Elated to achieve the qualification time she followed it up by securing the junior women's 800m and 1500m double and the New Zealand Nationals and next plans to go on to compete in the 800m at the Australian Championships. Yet her focus is on the World Junior Championships in Bydgoszcz and, should she win selection, she can't wait for what will be her first ever European adventure.

"It will be a big experience for me and I'm really excited to go," says Alison, who cites her mental strength as her biggest asset. "The only overseas racing I've ever done has been at Australian Nationals."

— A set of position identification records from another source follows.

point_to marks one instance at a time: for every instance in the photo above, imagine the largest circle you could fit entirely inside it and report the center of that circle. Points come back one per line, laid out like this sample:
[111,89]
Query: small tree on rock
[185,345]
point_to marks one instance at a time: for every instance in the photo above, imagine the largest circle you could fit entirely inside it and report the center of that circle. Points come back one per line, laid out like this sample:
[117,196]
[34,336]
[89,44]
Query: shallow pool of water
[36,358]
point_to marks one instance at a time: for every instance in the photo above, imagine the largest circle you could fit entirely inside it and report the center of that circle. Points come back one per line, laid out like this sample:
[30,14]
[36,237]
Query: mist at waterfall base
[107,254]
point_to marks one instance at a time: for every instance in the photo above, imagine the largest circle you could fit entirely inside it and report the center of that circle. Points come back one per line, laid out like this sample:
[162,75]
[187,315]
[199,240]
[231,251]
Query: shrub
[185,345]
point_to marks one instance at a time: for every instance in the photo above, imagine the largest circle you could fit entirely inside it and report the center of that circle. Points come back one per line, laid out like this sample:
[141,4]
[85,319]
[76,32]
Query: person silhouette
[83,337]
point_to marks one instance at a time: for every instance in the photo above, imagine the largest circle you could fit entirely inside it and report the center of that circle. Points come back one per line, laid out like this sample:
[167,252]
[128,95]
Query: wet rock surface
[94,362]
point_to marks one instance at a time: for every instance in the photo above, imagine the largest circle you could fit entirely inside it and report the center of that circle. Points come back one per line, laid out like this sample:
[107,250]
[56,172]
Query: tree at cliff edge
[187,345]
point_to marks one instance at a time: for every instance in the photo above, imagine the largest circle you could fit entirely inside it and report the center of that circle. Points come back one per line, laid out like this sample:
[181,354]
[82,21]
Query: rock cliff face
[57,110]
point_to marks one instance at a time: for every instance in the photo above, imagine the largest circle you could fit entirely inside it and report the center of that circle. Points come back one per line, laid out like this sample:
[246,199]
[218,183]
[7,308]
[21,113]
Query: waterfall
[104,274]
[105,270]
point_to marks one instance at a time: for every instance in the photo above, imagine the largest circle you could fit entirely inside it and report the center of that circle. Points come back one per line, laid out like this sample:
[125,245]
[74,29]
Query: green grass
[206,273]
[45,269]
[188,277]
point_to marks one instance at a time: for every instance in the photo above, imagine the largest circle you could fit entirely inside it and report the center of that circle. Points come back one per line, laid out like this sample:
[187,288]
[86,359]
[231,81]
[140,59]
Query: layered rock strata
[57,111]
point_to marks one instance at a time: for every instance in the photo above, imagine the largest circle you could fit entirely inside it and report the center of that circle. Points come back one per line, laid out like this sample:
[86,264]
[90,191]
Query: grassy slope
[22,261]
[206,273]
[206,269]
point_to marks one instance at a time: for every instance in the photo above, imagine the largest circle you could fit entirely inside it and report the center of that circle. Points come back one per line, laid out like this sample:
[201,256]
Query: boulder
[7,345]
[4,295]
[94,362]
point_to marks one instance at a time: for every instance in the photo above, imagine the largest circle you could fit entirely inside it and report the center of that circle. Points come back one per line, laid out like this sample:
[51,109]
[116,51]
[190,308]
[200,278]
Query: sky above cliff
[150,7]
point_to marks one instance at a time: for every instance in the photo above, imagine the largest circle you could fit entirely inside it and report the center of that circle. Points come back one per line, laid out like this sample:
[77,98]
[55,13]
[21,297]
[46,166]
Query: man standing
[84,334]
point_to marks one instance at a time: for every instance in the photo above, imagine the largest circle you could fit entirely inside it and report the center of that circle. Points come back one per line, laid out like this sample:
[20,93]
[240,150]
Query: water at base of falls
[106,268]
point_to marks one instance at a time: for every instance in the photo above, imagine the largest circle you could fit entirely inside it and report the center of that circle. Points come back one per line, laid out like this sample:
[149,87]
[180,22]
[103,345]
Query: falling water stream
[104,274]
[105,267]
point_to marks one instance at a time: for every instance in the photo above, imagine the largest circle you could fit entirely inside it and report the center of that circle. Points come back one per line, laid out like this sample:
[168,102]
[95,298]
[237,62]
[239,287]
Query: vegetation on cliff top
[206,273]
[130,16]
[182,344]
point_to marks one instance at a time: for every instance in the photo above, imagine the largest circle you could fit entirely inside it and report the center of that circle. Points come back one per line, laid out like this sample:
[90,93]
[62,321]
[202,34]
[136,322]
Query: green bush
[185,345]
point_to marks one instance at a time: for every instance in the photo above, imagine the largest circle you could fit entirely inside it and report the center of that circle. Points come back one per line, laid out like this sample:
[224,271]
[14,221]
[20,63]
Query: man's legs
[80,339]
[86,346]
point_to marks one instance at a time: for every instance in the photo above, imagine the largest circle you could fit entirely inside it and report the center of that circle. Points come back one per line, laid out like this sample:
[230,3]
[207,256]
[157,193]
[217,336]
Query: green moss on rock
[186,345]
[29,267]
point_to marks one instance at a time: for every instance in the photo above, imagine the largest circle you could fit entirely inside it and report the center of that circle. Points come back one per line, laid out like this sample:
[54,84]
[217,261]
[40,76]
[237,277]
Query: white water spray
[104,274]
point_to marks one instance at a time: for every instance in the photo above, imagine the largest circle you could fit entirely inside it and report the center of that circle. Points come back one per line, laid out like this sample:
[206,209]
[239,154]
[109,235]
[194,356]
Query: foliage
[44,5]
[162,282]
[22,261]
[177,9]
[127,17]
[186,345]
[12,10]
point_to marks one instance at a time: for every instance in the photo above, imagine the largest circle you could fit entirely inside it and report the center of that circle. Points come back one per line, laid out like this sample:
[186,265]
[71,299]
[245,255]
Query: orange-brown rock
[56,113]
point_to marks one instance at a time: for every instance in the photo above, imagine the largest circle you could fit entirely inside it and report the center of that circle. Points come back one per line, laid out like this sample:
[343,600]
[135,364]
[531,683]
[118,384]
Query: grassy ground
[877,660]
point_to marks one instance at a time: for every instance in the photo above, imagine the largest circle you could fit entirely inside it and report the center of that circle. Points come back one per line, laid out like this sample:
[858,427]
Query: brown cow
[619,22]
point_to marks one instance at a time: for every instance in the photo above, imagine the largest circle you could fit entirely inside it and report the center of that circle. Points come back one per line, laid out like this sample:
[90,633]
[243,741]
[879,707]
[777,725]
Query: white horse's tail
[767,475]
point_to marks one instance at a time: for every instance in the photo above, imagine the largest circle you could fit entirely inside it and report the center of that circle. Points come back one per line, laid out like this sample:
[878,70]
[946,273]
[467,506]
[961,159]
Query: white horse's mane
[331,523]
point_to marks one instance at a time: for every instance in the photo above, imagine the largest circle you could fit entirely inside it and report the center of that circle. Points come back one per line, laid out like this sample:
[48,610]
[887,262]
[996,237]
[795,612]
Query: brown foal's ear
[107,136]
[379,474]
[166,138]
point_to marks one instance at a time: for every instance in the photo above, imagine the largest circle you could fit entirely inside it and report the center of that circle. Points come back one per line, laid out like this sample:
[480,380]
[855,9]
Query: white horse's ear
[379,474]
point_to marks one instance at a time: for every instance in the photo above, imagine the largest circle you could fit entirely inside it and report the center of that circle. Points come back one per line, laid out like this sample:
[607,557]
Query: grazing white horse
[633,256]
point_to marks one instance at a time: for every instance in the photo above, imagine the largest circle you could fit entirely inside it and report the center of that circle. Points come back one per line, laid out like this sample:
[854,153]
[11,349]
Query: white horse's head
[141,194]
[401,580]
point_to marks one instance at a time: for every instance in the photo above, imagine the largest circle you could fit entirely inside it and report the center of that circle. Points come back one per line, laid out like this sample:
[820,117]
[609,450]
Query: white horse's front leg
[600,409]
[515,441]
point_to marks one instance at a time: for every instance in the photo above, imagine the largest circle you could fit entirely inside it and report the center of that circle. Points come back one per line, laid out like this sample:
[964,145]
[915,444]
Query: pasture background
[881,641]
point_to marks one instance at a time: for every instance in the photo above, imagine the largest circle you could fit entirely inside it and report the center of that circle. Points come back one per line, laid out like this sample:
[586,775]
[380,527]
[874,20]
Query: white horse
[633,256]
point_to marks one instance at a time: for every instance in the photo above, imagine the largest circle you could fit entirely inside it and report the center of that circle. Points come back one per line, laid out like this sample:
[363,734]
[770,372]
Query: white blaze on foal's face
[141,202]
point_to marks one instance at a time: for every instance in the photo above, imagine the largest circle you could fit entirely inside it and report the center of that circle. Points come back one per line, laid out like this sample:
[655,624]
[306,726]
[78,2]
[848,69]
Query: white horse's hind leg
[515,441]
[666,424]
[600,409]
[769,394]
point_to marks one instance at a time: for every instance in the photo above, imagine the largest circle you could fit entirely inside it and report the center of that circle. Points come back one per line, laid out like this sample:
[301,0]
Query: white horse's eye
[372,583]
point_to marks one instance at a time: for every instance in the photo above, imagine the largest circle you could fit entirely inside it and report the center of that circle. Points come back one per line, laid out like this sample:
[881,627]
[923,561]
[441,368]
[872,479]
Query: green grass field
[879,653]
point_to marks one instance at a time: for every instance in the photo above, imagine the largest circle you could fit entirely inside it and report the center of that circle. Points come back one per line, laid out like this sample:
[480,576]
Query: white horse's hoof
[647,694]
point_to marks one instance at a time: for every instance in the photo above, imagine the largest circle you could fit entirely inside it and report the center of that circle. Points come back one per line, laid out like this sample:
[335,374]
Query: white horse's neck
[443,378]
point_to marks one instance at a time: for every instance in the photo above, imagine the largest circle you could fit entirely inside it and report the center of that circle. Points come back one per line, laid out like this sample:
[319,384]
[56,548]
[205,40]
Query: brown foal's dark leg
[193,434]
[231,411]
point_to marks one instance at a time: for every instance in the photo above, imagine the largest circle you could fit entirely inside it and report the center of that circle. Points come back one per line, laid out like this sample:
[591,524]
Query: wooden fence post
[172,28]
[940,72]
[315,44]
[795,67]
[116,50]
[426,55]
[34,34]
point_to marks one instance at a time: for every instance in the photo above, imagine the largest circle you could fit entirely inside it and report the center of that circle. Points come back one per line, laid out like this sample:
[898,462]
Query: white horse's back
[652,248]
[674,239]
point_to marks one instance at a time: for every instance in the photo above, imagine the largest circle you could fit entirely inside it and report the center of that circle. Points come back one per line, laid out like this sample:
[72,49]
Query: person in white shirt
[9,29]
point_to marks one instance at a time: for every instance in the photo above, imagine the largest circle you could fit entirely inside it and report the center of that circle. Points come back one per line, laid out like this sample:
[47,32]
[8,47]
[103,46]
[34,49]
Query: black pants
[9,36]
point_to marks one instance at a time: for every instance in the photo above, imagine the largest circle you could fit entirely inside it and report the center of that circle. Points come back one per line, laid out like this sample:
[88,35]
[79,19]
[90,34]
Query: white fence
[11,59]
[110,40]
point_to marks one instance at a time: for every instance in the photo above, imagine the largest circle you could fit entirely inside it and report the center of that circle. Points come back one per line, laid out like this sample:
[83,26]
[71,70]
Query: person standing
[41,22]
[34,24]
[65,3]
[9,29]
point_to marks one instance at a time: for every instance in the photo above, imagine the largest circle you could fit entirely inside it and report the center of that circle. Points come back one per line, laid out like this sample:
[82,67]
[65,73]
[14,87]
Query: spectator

So should she earn the selectors tick of approval, what would she like to achieve in Poland?

"The New Zealand qualification times are based on top 16, so the big aim would be to run faster and make the final," says Alison, who currently works part-time in sports shop. "I now just have to work hard and try and improve by a couple of seconds. To make that final would be a dream."

Beyond that Alison plans to take up a US scholarship in August and she has bigger ambitions down the line.

"I'm not sure what the qualification times are but I'd love to make the next Commonwealth Games in Gold Coast," she says. "The 2020 Olympics might come a little soon for me so the 2024 Olympics might be more realistic."